Sort of. It turns out the polyurethane cures best in large masses and that the small inserts can’t be demolded in just 2 hours. They break if you try. They need at least 8 hours to be hard enough to demold, and longer before the mill can smooth the inside face. So there’s one obstacle.
The other obstacle, which has only been partially solved, is the incredible length of time it takes to make brass. Each brass part took about 10 minutes of work, possibly slightly more. Obviously that is performed in batches, so that one action can be repeated over and over, but it simply took time. I did discover that part of my problem was using a dull tool; once it was replaced with a new one the time required was cut by a factor of 5 (!). But that’s still 10 minutes of brass machining per cylinder, which is a fair amount.
There are several possible solutions to this—get the lathe working, which would speed things up a bit, or outsource to a machine shop, if one can be found with reasonable rates. For an order of 10,000 parts, that’s viable, but for 1,000, it’s too expensive. For the time being it’s a roadblock.

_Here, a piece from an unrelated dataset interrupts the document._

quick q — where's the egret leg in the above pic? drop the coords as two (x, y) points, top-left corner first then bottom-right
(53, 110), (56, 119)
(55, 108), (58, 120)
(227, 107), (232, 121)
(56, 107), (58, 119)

That said, when there’s enough brass, the process was pretty simple. Each cylinder body was allowed to cure for a couple of days, then the chambers were checked for size with a go gauge. Undersized chambers are known to occur and they make it impossible to insert the brass and plastic. Once a cylinder is approved, the top face was machined flat with a flycutter. Then the center hole was made in a two-step process, first drilling and then boring with a ¼” endmill. Finally the D-hole for the extractor rod was trimmed by hand; there is some variation and it is designed a little small so that it will never be too big.
The plastic inserts, after a similar curing time, got their inside faces machined flat. Then springs were inserted into each chamber and pushed over the 1/8” knob at the bottom. A brass plunger was test-fit into a plastic insert, then pushed into the center of the spring. The machinist’s vise was then used to press the plastic insert into place. Repeat 5 times and add a screwdriver bit and you had a completed Wall-Saver safety cylinder.
Almost. This process works…a little over half the time. The rest of the time, at least one (and usually it’s only one) of the inserts will pop back out. The other 4 can’t be forced out without cutting into the cylinder, but that one—it won’t stay. The reason is that the polyurethane just isn’t very resilient. The retaining ledge gets sheared a bit as it goes in, and while for most of the inserts (over 90%) it’s not a problem, the others either push themselves out far enough to interfere with the rotation of the cylinder (you can think of it as insufficient headspace), or else come all the way out. And of course, you know that a single cylinder doesn’t collect all those defects—it’s always 1 chamber per cylinder, meaning that even with a 90% success rate for inserts, there’s a 40% reject rate for complete cylinders
I discovered this during a week-long manufacturing binge that happened AFTER I had started shipping to customers. Aw, crap, now what?